In the current study, we used the logistic regression method to analyze the performance of our EFS. For binary classification, logistic regression is the statistical method of choice, in particular in the field of predictive medicine [45]. It has the ability of detecting possible causal relationships between features. By conducting a z-transformation on the whole dataset the relationships become easy to interpret via the β-coefficients. Although the logistic regression model has many advantages, the prediction performance could be improved by using other predictive models in future studies. To get a broader and more generalizable rating for the results of our EFS method, an evaluation by methods such as support vector machines or RFs could additionally be conducted.

The output of all individual feature selection methods is normalized and summed up to our EFS result using the same weighting for all methods. However, there are more possibilities how the ensemble importance of features can be calculated, such as majority vote or by a weighting system. A weighting system could consider the individual robustness of each FS method, whereas a majority vote does not provide comparability between the importance of features. This issue could be solved by a weighted majority vote. For more details on fusion methods we refer to [9].
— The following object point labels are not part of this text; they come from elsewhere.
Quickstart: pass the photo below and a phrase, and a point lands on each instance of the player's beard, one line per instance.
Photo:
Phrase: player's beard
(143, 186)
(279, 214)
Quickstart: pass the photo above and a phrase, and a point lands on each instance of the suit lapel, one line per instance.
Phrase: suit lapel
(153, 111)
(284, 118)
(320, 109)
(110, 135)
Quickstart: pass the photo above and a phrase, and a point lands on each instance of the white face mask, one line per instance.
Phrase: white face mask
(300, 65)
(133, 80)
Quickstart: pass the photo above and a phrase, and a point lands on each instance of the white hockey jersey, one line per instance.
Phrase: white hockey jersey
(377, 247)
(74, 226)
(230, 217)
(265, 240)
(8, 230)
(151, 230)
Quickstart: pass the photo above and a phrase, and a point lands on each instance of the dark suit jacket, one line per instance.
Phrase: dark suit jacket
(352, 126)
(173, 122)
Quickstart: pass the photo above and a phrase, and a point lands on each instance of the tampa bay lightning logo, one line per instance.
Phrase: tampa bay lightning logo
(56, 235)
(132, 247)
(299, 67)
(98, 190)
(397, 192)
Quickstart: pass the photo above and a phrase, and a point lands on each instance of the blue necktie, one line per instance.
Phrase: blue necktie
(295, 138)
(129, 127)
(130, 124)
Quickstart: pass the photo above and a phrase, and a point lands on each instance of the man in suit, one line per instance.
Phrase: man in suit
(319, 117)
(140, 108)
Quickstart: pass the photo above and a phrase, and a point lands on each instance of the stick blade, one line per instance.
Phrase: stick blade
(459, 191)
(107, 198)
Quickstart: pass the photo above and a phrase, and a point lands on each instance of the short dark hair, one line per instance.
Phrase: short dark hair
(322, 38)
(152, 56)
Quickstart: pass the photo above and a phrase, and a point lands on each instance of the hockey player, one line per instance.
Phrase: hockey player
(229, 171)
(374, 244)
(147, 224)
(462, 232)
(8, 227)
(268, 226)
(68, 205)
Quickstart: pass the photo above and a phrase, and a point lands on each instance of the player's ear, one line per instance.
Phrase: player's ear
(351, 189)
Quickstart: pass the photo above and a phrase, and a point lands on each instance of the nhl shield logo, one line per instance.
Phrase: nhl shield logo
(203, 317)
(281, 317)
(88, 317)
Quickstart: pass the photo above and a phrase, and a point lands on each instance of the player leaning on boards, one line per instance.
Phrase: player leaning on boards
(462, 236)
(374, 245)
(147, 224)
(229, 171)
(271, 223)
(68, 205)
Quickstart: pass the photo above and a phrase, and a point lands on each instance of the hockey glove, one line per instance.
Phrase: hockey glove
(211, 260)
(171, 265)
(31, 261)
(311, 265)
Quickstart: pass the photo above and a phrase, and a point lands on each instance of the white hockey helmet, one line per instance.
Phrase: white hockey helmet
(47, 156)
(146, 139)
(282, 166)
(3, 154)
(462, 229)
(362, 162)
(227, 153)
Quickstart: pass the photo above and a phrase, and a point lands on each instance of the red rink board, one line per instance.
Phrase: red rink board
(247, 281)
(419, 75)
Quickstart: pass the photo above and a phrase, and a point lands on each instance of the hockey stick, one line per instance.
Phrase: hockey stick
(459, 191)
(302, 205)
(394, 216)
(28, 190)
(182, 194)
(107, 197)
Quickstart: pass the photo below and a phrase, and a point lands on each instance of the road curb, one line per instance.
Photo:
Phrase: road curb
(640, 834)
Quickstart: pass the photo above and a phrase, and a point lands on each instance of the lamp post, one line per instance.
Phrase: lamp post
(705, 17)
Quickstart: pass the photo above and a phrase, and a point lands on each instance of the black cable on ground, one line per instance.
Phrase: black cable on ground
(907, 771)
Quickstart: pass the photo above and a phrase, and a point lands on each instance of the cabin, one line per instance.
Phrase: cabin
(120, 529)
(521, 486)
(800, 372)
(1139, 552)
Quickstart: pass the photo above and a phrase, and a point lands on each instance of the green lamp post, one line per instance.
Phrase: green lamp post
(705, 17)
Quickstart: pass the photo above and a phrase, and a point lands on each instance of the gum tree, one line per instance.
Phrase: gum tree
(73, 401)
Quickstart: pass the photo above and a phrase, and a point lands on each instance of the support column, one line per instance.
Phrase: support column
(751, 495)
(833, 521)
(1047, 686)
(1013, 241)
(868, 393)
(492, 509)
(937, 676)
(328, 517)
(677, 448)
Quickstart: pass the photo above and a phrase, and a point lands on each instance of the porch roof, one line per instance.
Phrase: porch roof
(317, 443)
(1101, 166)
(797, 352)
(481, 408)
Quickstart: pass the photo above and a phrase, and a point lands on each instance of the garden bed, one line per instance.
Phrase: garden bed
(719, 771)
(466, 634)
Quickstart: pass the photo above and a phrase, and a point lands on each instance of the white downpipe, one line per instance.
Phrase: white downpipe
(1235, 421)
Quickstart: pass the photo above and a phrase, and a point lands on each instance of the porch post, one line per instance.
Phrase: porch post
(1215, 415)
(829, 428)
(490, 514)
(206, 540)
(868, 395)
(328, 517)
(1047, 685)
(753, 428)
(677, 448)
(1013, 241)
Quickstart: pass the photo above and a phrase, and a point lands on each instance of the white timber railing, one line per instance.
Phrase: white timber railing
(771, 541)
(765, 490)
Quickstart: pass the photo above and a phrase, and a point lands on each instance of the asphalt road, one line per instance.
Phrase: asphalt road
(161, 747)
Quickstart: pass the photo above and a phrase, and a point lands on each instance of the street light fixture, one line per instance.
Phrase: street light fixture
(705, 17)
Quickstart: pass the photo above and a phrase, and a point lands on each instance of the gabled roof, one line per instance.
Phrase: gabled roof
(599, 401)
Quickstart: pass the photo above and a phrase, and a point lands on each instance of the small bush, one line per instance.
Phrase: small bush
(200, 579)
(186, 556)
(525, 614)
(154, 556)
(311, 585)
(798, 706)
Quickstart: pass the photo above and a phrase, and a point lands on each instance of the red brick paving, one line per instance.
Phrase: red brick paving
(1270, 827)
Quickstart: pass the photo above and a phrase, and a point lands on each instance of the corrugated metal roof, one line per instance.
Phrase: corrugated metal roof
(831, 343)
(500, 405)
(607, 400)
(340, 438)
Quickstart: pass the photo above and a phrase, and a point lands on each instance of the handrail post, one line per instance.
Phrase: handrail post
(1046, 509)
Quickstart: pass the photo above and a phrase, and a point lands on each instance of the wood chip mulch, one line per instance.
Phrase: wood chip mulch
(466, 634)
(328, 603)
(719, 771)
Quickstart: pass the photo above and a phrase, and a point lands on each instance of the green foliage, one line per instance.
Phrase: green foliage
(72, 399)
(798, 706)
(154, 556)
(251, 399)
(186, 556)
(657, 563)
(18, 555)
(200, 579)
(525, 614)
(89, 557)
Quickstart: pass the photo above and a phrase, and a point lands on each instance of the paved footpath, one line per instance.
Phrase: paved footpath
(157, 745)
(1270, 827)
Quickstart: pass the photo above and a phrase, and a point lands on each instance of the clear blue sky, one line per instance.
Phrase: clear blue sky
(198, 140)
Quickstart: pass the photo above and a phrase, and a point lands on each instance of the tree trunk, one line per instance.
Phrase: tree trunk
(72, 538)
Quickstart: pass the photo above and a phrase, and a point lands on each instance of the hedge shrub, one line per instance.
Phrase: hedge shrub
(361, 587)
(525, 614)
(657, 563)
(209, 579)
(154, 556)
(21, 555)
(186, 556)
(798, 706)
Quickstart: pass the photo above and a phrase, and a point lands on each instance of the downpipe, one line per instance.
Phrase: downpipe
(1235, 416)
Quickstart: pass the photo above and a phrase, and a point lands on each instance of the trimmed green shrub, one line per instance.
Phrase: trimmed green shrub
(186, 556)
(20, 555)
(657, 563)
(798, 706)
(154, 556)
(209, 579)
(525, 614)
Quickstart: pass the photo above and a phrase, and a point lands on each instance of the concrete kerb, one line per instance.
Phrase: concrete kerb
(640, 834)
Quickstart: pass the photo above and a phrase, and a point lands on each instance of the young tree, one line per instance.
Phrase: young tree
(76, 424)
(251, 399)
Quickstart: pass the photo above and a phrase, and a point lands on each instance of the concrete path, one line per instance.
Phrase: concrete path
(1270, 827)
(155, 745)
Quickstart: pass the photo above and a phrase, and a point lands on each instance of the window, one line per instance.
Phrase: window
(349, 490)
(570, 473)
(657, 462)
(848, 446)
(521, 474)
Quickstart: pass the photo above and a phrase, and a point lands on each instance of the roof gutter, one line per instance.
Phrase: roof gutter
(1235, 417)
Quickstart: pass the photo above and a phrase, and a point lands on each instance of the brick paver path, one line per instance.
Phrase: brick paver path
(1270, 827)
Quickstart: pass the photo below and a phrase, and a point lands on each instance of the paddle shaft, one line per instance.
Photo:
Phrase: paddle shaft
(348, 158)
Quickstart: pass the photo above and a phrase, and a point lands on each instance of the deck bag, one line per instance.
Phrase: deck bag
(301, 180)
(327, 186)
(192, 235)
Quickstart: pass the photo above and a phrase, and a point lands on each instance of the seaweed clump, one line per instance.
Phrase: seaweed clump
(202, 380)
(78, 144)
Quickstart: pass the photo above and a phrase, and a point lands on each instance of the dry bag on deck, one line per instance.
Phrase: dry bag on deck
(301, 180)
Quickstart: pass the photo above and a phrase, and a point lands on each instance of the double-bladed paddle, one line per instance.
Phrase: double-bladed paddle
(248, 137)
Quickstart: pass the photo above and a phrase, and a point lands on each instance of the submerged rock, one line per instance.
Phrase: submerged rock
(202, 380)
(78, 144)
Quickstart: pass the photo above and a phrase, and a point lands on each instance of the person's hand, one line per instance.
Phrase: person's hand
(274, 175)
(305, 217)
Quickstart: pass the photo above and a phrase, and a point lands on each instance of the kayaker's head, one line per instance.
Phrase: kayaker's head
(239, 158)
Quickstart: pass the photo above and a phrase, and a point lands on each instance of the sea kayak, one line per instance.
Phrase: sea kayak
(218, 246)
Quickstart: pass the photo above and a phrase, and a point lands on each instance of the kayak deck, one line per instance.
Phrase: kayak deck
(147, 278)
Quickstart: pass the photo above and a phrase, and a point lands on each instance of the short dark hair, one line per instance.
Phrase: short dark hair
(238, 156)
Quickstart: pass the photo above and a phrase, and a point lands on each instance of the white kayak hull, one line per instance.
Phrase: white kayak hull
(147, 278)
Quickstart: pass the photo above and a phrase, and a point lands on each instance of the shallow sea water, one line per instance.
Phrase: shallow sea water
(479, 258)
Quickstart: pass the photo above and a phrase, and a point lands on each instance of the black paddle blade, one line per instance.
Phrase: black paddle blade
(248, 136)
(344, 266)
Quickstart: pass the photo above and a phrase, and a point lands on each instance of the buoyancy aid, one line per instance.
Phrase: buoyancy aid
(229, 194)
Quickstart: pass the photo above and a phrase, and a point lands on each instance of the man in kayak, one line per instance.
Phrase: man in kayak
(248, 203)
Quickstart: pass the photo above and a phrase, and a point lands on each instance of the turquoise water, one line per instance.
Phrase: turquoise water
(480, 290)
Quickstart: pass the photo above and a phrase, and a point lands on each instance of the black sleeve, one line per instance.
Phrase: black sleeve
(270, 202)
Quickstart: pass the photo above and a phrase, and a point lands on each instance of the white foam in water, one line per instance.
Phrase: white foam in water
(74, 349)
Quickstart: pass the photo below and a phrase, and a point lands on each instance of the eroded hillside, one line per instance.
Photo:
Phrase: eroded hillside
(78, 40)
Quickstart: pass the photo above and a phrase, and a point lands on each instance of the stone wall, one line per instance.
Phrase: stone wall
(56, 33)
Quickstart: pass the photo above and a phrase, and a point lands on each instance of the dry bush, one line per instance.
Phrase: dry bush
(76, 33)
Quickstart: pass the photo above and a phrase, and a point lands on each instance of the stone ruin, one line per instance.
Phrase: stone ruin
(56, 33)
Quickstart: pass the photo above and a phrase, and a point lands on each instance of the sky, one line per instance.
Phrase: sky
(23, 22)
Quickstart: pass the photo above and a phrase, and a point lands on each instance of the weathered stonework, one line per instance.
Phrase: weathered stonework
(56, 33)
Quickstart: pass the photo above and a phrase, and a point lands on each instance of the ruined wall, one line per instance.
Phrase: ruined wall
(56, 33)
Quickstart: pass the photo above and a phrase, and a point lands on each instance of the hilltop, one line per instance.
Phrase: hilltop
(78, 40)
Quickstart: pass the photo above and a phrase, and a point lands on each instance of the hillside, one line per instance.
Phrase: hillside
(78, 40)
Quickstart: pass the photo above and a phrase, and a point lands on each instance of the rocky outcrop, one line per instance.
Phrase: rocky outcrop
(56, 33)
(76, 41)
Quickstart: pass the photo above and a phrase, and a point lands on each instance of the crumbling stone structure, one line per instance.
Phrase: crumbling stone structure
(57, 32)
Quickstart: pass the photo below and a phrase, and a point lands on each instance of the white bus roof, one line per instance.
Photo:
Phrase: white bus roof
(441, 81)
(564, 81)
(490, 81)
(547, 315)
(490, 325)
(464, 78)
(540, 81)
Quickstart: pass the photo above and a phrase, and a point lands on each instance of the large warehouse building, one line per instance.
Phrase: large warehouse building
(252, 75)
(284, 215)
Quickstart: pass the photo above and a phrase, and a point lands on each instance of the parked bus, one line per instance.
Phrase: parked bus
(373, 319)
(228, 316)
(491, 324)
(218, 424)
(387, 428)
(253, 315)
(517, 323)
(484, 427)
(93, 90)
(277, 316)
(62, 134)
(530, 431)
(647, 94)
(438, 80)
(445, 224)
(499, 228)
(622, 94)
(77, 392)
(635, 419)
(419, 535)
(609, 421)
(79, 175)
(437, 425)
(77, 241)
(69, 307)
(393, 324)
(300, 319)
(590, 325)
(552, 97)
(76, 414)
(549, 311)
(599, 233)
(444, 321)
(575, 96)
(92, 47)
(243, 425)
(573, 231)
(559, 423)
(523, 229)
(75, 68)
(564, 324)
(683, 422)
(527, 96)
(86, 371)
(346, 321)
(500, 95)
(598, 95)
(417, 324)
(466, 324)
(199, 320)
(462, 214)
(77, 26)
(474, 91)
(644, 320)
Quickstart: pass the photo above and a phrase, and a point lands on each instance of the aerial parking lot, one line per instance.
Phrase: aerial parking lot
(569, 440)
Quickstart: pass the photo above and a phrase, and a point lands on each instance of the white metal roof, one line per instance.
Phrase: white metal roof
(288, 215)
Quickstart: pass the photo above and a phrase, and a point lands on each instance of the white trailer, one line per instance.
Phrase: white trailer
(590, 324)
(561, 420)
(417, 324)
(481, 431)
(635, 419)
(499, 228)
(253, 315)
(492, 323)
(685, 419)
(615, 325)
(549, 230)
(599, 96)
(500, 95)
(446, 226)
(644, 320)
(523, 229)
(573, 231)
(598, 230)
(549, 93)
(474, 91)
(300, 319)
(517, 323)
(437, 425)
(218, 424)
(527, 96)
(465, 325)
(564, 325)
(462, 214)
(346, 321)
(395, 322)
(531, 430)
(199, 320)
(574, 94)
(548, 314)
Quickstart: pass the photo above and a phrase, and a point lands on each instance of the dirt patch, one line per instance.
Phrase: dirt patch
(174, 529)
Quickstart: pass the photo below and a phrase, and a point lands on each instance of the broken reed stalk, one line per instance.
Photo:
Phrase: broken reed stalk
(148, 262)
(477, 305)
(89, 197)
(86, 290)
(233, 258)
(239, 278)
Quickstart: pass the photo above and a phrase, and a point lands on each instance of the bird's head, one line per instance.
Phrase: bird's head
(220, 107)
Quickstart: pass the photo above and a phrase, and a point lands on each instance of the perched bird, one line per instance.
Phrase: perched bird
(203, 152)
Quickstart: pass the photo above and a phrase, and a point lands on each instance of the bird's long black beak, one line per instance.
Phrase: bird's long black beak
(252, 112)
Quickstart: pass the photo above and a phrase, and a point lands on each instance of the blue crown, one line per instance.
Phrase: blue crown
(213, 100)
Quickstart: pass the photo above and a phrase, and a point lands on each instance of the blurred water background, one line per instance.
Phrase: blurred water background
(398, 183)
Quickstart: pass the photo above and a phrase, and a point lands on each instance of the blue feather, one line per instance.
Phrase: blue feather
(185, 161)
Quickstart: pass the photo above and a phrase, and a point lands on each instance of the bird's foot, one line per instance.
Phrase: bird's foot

We determined several thresholds for the computation, namely the number of repetitions of the RF algorithms (100 times), the threshold of missing values (20%), and the correlation threshold between the dependent variables (0.7). In some data cases varying these thresholds might yield a better performance. However, for comparability reasons we used fixed thresholds for all datasets.

We also examined the subsets of features selected by the EFS method without the AUC-FS to estimate the influence of the AUC-FS. The selected features are essentially the same (cf. Table 5). In three datasets the subsets are slightly larger, which supports our theory on the overestimating effect of the AUC-FS on relevant feature’s importance.

Table 5 Quantity of selected features. Number of selected features of our EFS method with and without the AUC-FS

By the stability-test we proofed, that the EFS method is a stable and reliable approach for binary classification.


In the current study, we could show the advantages of our EFS method for binary classification data, namely the robustness and stability of feature ranking and subset selection. The evaluation of prediction performance via ROC curves of a logistic regression model showed an improvement of the prediction based on the EFS selected features compared to all features on every tested dataset.

Further investigations on the topic of enhancing feature selection methods will be conducted in future. Firstly, we will evaluate our EFS method on high-dimensional data, such as data retrieved from microarray or next-generation sequencing analyses. So far we used datasets with less than 600 samples and a maximum of 60 features. Secondly, in future studies we would like to investigate how our method deals with multiple classes instead of binary classification. Therefore, it will be necessary to substitute the median feature selection method with an appropriate alternative. Another interesting application will be the extension on regression models where classes are replaced by continuous values. Another direction of our future work on EFS methods will concern the composition of our FS method set. By combining feature selection algorithms the accuracy will improve by the expense of increased complexity. Using an ensemble of several simple methods can gain a higher accuracy than one complex method (cf. [9]). Due to this theory, an evaluation is needed on which FS methods are mandatory to gain a maximum accuracy.